Previous studies have shown that neurogenesis plays a critical role in the antidepressant-mediated behavioral effects [19]. Therefore, we hypothesized that the antidepressant effects produced by E2 may also correlate with increased neurogenesis. Our data in this study supported this hypothesis. After 2 weeks of E2 treatment, the increased neurogenesis in the DG and SVZ was observed by immunohistochemistry analysis. Increased BrdU/DCX-expressing cells in the DG and SVZ suggest that newborn neurons were generated in these regions. Our results are consistent with a recent finding that E2 treatment enhanced neurogenesis in the SVZ and DG and improved behavioral recovery after ischemic stroke [12]. Suzuki and his coworker also found that pretreatment with physiological doses of E2 promoted neurogenesis in the SVZ in female rats after ischemic stroke [35]. McClure and her colleagues showed that rats injected with E2 showed significantly higher levels of activation of new neurons in response to spatial memory compared to controls, suggesting that E2 plays a role in activation of new neurons in the hippocampus in response to spatial memory in adult female rats [36]. The fate of stem cells in the SVZ remains unclear; some may migrate into the olfactory bulb (OB) via the rostral migratory stream (RMS) and differentiate, where upon they differentiate into local interneurons. As focal ischemia damages cortex and striatum, but does not affect hippocampus neurons, the new born cells migrate into the damaged regions and differentiate into functional neurons for repair. The newborn cells in the SGZ migrate into the granular layer of DG and differentiate into mature neurons. Growing evidence shows that hippocampal adult neurogenesis is important for learning and memory. Most likely, E2 induced neurogenesis in the SGZ mainly contributes PSD recovery.

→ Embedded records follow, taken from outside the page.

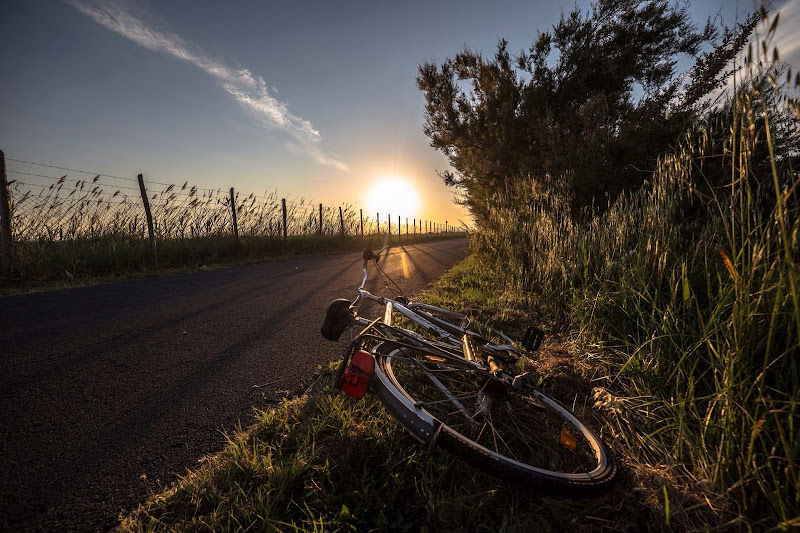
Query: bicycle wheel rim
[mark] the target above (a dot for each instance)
(522, 439)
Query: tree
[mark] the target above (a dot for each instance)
(590, 105)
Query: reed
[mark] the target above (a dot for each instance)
(689, 287)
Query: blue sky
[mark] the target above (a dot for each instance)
(314, 99)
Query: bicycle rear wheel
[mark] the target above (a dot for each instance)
(515, 433)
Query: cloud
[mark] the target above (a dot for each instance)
(249, 90)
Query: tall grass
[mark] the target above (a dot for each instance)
(691, 286)
(77, 228)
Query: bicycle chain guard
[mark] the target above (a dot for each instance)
(357, 375)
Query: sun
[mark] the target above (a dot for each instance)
(393, 196)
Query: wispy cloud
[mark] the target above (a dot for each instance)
(249, 90)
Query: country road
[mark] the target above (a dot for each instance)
(102, 385)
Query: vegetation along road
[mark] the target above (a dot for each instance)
(112, 389)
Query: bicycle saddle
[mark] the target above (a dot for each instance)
(336, 319)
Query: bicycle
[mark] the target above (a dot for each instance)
(467, 392)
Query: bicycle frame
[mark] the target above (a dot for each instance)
(407, 309)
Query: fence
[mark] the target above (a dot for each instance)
(43, 202)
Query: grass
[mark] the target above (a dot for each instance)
(687, 289)
(673, 316)
(50, 265)
(79, 230)
(323, 461)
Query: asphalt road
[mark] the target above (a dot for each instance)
(102, 385)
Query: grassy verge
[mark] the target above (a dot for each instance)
(323, 461)
(49, 265)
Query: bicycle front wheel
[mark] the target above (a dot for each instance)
(515, 432)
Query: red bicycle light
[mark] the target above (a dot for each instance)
(357, 375)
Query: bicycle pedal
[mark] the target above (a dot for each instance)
(532, 339)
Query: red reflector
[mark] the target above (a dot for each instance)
(356, 377)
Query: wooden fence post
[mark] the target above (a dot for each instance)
(285, 229)
(6, 239)
(233, 211)
(149, 216)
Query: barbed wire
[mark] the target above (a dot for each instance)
(82, 206)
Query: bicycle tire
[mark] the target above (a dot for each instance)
(413, 402)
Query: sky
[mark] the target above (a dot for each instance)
(314, 100)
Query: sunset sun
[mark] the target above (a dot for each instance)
(393, 196)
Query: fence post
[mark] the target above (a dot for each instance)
(285, 229)
(233, 211)
(149, 216)
(6, 240)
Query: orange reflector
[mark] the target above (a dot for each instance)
(357, 375)
(568, 440)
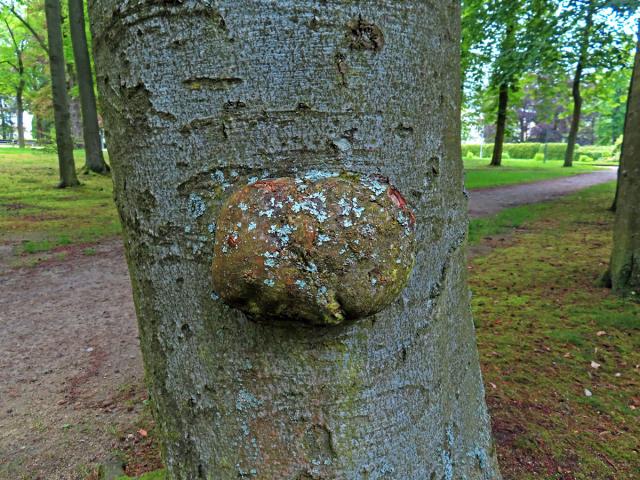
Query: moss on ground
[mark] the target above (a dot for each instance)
(157, 475)
(542, 320)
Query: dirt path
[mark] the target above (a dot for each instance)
(70, 367)
(491, 200)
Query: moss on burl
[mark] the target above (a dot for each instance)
(322, 248)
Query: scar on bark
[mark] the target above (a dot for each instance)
(211, 83)
(364, 35)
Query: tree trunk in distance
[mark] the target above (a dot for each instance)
(624, 269)
(20, 112)
(575, 88)
(64, 141)
(90, 129)
(575, 117)
(200, 100)
(501, 125)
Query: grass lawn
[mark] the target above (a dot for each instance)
(560, 355)
(43, 217)
(479, 175)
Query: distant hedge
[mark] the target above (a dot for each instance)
(528, 151)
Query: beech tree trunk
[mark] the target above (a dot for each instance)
(20, 113)
(624, 269)
(90, 129)
(575, 89)
(501, 126)
(64, 141)
(201, 99)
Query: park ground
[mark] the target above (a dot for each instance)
(560, 355)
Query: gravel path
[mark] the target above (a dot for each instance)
(491, 200)
(69, 348)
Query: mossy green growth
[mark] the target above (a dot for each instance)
(560, 354)
(157, 475)
(321, 248)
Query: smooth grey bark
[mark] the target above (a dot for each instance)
(201, 97)
(575, 87)
(64, 141)
(624, 267)
(90, 129)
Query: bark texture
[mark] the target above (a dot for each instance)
(625, 258)
(90, 129)
(501, 125)
(64, 141)
(202, 98)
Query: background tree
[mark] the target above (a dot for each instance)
(91, 131)
(12, 53)
(597, 42)
(221, 94)
(524, 32)
(624, 268)
(64, 141)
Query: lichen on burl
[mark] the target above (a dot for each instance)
(321, 248)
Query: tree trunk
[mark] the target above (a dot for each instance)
(64, 141)
(20, 112)
(624, 270)
(90, 129)
(575, 118)
(199, 101)
(575, 89)
(501, 125)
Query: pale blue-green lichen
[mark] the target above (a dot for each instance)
(197, 207)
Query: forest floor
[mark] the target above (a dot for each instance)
(71, 380)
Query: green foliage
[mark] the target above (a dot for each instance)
(522, 150)
(555, 151)
(529, 151)
(593, 153)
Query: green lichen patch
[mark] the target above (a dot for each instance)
(320, 248)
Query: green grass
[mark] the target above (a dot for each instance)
(42, 217)
(541, 320)
(157, 475)
(510, 218)
(479, 175)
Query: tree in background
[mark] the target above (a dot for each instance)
(91, 131)
(624, 268)
(596, 38)
(221, 94)
(13, 55)
(64, 141)
(511, 38)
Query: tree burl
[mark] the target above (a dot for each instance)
(321, 248)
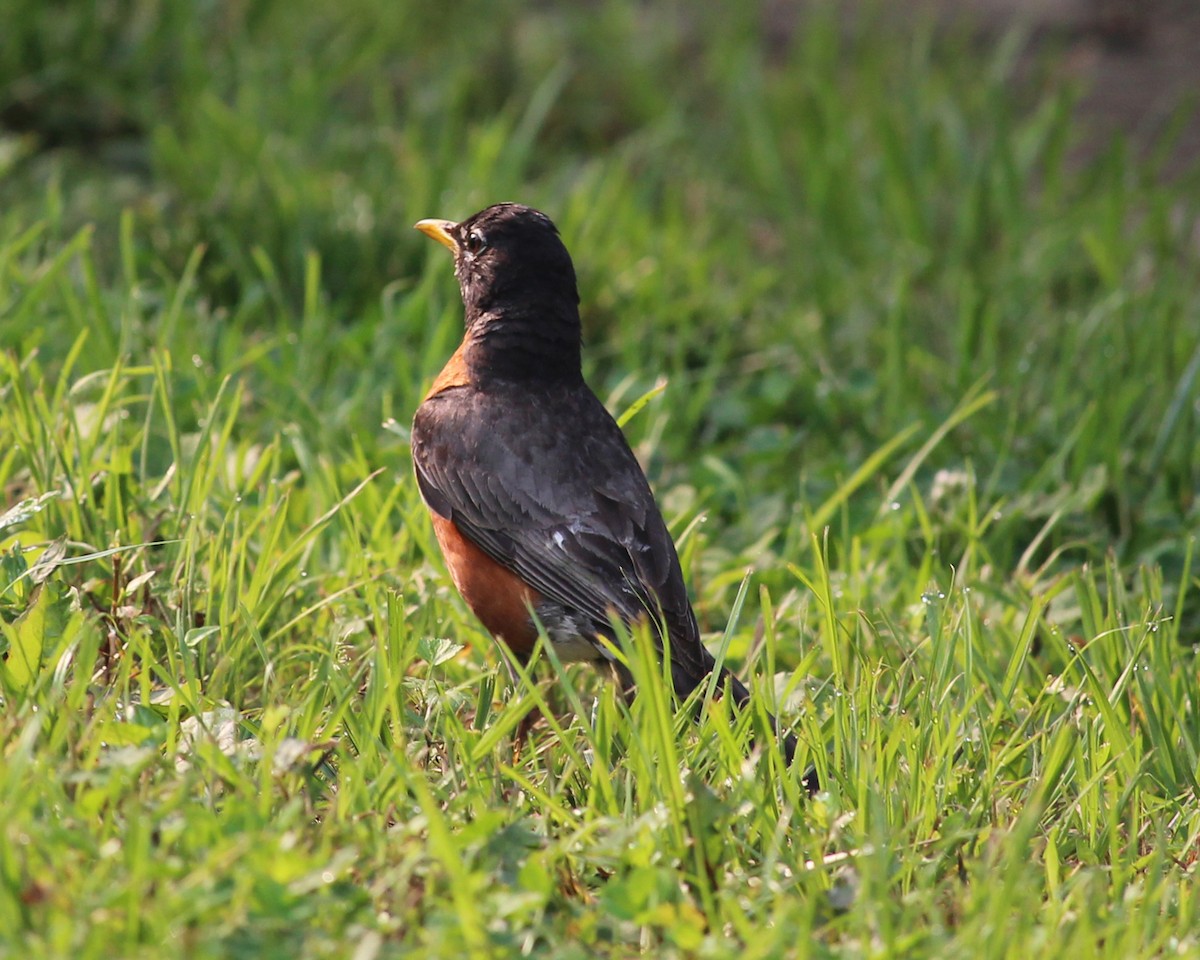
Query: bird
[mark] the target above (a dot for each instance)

Although our data did not provide direct evidence to show that the effects of E2, on neurogenesis and antidepression, are linked, the role of neurogenesis in E2-mediated antidepressant effects is further suggested by the following observations: (1) depletion of neurogenesis in the mouse hippocampus by X-irradiation blocks antidepressant effects of two classes of antidepressants [19]; (2) chronic cannabinoid HU210 treatment produces antidepressant effects that depend on hippocampal neurogenesis [37]; (3) the antidepressant effect induced by fluoxetine also requires increased neurogenesis [38]. The underlying mechanism by which E2 acts to increase neurogenesis remains unclear, but likely involves participation of estrogen receptors and neurotrophic factors. Both estrogen receptor α (ERα) and estrogen receptor β (ERβ) have been detected in the DG of hippocampus in the rat, suggesting that these receptors could influence estradiol's effects on neurogenesis [39, 40] as knocking out either of these receptors blocks the ability of estradiol to increase neurogenesis, indicating that both receptors could directly mediate estradiol's effects on neurogenesis [12, 35]. One of candidate growth factors involved in estradiol's neurogenic effect is brain-derived neurotrophic factor (BDNF), as studies have shown that estrogens regulate the BDNF expression [41, 42] and promote the survival of young granule neurons by stimulating expression of BDNF and its receptor in the hippocampus [43]. Notably, our neurogenesis data shown here are different from other reports [44], the possible reasons include the different animal species, different stroke models, different duration and time to inject BrdU, and whether ovariectomy surgery was performed. Interestingly, a recent study shows that FST increased immobility and corticosterone levels in OVX but not in rats in proestrus. In addition, FST did not affect cell proliferation but significantly decreased the number of BrdU-labeled cells at 2 hr only in OVX-rats, an effect that remained for 3 and 14 days after FST, suggesting that acute stress further decreases the effect of ovariectomy on immobility behavior and hippocampal cell survival in rats [45].

Taken together, all these lines of evidence support the notion that increased neurogenesis in DG and SVZ appears to underlie the mechanism of antidepressant effects produced by E2 treatment in poststroke depression rats. However, whether increased neurogenesis is sufficient to produce the entire antidepressant effects of E2 remains to be addressed.